While writing YAQL I accidentally discovered Lisp

stcredzero · on Jan 9, 2011

And then the AHA! moment happens. I finally "get" Lisp! It's just a string representation of the abstract syntax tree for any language!

So instead of having a separate meta-syntax to manipulate Lisp at the level of the AST, you simply write Lisp. Lisp is the language that's it's own AST. Combine this with a complete exposure of the meta-level of the language, and you get a language where many things that would be very expensive or impossible in other languages are relatively inexpensive and possible.

Smalltalk is nearly it's own AST. There are enough tools and exposure of the meta-level to enable things like Lisp macros, but it's still 2-3X harder than in Lisp. Also, Smalltalk Blocks by themselves are fairly powerful. As a result, people don't use Lisp style macros in Smalltalk even though they could if they really wanted to. (Implementing them would just take a few days.) The cost-benefit just doesn't work out.

(Yes, even Smalltalk is a kind of "Blub" compared to Lisp.)

sedachv · on Jan 9, 2011

The reason you can do metaprogramming with blocks in Smalltalk and not most other "OO" languages is that Smalltalk is based on message-passing, and you have control over how objects interpret messages sent to them.

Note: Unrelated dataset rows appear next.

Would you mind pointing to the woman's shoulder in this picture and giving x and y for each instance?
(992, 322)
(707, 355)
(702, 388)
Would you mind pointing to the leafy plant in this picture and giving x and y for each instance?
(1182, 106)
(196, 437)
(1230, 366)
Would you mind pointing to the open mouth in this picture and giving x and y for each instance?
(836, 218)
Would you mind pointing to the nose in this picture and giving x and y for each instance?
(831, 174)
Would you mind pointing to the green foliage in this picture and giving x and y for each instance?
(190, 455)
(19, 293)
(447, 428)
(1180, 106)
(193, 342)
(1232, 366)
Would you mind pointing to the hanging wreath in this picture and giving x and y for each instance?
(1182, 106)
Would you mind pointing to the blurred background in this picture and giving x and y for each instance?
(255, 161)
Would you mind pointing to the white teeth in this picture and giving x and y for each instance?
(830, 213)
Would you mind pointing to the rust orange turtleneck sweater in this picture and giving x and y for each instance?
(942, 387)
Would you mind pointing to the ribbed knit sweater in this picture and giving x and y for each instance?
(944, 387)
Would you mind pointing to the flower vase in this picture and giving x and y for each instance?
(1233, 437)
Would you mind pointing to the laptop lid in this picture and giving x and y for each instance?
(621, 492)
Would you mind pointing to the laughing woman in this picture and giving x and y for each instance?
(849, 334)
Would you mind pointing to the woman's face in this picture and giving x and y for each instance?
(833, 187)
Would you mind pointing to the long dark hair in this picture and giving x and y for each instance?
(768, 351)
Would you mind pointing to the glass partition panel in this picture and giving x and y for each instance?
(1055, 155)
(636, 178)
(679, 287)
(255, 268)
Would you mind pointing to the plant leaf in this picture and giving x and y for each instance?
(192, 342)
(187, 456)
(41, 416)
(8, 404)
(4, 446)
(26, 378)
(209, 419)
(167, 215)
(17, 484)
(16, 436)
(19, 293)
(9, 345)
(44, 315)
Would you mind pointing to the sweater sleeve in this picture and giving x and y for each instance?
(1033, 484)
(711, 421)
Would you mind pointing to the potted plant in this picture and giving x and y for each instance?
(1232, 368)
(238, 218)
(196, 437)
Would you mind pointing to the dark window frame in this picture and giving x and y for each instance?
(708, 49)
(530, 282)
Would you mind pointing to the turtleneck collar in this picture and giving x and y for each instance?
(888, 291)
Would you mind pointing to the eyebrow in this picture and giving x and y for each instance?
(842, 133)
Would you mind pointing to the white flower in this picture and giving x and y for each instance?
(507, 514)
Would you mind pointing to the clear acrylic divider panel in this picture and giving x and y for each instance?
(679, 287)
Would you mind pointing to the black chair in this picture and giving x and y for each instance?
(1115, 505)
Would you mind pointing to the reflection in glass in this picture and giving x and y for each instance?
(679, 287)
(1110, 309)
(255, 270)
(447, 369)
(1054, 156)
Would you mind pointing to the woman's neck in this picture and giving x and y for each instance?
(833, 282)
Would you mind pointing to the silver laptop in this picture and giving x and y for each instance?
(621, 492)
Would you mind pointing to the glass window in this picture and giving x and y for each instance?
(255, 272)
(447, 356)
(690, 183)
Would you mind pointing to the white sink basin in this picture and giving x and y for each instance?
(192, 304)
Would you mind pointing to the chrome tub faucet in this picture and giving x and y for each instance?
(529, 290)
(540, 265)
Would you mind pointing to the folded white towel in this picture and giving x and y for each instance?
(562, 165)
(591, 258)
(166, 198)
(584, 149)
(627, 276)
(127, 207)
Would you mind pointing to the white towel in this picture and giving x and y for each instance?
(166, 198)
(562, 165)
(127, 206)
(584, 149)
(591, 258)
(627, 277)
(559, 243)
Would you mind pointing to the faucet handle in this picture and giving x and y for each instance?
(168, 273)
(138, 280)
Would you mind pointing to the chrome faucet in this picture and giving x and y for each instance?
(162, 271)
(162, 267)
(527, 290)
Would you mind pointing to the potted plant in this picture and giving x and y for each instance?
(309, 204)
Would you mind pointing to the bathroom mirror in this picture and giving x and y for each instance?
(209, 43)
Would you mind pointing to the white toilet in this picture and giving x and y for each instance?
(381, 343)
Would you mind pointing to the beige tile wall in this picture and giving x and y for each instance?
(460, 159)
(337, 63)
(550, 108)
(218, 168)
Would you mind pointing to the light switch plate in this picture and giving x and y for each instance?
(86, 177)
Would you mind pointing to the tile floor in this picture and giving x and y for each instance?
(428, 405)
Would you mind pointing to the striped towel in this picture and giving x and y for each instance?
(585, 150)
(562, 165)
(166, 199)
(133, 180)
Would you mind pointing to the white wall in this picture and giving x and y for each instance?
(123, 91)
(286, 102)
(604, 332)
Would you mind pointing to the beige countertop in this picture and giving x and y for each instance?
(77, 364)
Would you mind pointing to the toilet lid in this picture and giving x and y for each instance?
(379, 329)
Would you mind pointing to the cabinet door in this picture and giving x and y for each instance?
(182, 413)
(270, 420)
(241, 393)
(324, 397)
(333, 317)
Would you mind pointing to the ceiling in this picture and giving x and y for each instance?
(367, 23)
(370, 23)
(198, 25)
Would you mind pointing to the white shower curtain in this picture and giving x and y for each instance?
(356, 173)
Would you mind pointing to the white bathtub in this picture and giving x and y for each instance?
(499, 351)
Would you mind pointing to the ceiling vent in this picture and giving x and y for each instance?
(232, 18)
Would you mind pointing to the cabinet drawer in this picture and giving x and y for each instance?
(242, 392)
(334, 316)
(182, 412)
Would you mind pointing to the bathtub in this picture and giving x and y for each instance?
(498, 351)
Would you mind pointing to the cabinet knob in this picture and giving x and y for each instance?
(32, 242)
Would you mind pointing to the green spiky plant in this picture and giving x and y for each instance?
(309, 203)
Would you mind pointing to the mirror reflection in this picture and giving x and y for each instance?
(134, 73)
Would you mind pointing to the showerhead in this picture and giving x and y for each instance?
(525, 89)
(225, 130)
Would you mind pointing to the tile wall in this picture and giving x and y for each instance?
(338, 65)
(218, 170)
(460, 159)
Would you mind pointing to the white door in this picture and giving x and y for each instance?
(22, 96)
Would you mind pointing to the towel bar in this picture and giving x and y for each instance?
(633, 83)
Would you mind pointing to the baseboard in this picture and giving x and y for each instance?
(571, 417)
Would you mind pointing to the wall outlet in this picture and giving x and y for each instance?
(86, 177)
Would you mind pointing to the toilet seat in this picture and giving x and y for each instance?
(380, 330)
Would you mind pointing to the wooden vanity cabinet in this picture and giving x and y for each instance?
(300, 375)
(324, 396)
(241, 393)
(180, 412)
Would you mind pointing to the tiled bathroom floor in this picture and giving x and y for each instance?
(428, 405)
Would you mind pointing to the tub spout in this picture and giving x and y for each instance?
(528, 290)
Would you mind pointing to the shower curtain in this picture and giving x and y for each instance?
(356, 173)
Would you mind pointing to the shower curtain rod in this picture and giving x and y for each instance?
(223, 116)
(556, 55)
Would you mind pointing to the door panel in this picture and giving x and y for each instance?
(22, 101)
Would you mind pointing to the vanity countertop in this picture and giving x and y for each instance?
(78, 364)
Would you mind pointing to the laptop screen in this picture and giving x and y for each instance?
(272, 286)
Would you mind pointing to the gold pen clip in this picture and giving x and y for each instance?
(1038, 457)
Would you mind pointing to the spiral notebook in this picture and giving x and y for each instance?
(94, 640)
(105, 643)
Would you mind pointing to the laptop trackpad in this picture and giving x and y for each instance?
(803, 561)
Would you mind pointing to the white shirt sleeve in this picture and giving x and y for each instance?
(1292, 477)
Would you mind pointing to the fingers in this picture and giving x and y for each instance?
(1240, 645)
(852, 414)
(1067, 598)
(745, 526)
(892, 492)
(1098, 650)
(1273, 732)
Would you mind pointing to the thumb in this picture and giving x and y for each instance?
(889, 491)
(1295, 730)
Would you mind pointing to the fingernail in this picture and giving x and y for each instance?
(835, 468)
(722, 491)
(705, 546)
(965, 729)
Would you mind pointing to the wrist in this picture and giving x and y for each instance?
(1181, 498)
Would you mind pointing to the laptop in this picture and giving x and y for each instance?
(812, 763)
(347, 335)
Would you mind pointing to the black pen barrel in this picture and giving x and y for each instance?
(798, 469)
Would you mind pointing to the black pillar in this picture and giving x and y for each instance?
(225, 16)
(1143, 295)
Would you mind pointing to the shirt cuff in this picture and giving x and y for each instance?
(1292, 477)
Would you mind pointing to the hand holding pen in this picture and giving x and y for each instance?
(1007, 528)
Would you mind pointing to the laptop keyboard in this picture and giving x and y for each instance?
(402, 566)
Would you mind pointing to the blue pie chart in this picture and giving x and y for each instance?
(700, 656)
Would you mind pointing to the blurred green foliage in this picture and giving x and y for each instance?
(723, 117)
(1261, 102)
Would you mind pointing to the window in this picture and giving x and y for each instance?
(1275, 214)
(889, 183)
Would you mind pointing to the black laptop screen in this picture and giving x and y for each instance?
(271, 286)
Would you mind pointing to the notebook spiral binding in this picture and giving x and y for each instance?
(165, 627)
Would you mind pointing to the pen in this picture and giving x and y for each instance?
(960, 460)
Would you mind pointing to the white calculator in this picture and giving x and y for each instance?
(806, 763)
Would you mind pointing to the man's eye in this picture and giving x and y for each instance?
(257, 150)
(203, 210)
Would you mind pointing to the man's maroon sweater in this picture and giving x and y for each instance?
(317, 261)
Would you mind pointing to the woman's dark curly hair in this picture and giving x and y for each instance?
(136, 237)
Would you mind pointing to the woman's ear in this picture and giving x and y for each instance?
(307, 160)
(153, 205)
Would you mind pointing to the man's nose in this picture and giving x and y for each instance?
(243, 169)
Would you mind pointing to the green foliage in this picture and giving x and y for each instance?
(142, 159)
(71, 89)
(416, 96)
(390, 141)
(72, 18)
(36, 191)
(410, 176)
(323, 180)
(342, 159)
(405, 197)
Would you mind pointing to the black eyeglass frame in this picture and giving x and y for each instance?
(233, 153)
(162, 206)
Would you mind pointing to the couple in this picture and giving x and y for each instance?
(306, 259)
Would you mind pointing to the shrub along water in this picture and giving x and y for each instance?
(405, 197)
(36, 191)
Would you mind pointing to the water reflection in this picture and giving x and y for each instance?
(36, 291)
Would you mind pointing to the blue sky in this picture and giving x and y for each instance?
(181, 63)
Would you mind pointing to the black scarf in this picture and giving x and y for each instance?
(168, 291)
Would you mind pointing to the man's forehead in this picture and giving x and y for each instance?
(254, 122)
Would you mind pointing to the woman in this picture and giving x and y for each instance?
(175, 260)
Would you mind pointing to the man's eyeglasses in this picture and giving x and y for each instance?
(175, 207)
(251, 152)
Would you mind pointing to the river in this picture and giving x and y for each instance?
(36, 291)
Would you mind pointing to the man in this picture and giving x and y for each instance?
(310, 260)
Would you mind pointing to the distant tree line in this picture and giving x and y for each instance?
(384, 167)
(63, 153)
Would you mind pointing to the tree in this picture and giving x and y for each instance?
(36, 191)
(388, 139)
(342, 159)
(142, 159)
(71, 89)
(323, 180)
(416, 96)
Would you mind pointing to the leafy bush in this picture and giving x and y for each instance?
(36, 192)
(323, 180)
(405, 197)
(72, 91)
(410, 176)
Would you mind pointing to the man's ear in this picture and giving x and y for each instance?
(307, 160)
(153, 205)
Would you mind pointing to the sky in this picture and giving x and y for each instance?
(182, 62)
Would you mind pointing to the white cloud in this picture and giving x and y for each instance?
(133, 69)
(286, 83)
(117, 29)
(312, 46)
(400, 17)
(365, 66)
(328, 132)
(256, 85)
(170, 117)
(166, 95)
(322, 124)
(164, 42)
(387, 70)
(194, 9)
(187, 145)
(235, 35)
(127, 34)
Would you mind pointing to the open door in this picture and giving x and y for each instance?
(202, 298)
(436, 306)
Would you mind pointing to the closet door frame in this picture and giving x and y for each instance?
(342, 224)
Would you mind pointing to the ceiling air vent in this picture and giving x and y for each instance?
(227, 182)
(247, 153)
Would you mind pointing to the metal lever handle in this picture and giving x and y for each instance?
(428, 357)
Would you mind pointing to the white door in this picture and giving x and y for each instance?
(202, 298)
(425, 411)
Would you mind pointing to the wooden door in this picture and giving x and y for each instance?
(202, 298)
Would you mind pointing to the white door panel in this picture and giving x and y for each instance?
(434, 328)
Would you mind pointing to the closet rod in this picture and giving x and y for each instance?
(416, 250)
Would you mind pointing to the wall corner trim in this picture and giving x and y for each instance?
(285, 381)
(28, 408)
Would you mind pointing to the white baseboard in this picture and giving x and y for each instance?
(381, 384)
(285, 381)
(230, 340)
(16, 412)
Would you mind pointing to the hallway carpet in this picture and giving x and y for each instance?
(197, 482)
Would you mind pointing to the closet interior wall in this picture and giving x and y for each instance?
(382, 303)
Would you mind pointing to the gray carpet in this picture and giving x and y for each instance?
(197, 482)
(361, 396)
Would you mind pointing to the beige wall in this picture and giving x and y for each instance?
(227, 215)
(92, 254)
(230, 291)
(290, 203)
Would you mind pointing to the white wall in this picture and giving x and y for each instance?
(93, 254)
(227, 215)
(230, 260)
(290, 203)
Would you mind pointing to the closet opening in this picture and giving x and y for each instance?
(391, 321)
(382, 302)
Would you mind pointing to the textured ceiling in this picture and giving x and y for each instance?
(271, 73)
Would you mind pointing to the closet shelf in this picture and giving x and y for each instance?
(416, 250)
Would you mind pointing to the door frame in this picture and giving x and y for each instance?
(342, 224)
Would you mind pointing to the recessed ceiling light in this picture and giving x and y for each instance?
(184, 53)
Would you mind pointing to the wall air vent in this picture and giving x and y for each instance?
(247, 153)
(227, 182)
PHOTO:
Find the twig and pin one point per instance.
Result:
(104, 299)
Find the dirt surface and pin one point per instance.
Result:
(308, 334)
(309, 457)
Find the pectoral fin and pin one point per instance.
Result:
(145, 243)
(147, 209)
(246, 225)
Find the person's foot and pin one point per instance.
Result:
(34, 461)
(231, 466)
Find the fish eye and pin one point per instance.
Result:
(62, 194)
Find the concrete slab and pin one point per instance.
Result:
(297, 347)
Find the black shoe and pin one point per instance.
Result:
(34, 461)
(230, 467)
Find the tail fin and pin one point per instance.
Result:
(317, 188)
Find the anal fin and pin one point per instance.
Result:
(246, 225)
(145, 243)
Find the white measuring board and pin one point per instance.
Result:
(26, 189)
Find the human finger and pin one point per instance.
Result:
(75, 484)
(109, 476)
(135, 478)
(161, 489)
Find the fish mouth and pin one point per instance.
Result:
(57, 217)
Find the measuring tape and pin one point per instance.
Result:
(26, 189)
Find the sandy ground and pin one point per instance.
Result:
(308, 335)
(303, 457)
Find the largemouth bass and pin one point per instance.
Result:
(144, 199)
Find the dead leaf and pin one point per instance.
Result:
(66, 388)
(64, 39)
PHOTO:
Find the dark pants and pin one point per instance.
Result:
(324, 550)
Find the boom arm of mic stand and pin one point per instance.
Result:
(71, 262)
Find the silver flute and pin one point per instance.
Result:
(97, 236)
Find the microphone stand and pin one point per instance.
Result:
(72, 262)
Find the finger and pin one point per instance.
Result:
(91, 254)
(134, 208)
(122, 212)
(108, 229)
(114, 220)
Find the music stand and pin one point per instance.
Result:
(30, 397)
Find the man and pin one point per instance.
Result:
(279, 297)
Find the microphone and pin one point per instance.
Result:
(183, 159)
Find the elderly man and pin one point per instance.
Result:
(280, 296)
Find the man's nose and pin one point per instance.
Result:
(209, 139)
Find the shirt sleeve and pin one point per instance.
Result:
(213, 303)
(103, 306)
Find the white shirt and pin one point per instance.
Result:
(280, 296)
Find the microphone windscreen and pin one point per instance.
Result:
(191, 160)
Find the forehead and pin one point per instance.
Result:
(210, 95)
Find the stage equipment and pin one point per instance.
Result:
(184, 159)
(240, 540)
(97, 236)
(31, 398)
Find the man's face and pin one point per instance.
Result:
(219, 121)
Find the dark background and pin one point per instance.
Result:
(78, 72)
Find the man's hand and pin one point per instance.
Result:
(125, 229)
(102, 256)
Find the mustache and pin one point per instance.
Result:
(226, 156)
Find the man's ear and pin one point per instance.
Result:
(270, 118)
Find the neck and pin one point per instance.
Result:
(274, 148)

Specifically, the doesNotUnderstand method is equivalent to having a fully late-bound APPLY in Lisp (which means you can implement FEXPRs yourself when you need them, and FEXPRs are as good as CL or Scheme-style macros for many purposes):

http://carcaddar.blogspot.com/2009/04/closure-oriented-metap...

http://c2.com/cgi/wiki?DoesNotUnderstand

This is why Alan Kay says message passing is more important than objects.

igravious · on Jan 10, 2011

Is this the method_missing function that Ruby invokes when it can't fing the method to was looking for?

http://www.alef1.org/ruby/method_missing/index.html

I guess Ruby ahem borrowed it from doesNotUnderstand in Smalltalk.

froydnj · on Jan 10, 2011

Yes, that's the same thing. It's always fun to realize that $HOT_FEATURE in $LANGUAGE is several decades old, instead of several years.

gfodor · on Jan 9, 2011

On this topic, are there any other good examples of languages that are as homoiconic as lisp? Or is lisp the logical extreme of what you get when you follow that line to its end, so by definition there can "be only one?"

Dav3xor · on Jan 9, 2011

Forth, in a way, out of left field.

abecedarius · on Jan 9, 2011

Prolog.

igravious · on Jan 10, 2011

It really seems to come out in the wash that way. We have the concept of use ( and ) to group stuff beaten into us from an early age. Then you can either choose to separate elements with , or with nothing at all. It makes sense that the first element is special. Then you can nest them. And that's it really. How else would you do it? Lisp is the "it's code by default" model and Forth is the "it's data by default" model.

peterbotond · on Jan 10, 2011

tgflynn · on Jan 9, 2011

Wikipedia defines a homoiconic language as a language

in which the primary representation of programs is also a data structure in a primitive type of the language itself

This definition doesn't seem quite right to me. It seems like it would apply to C because C source code is a string which is "a data structure in a primitive type of the language itself".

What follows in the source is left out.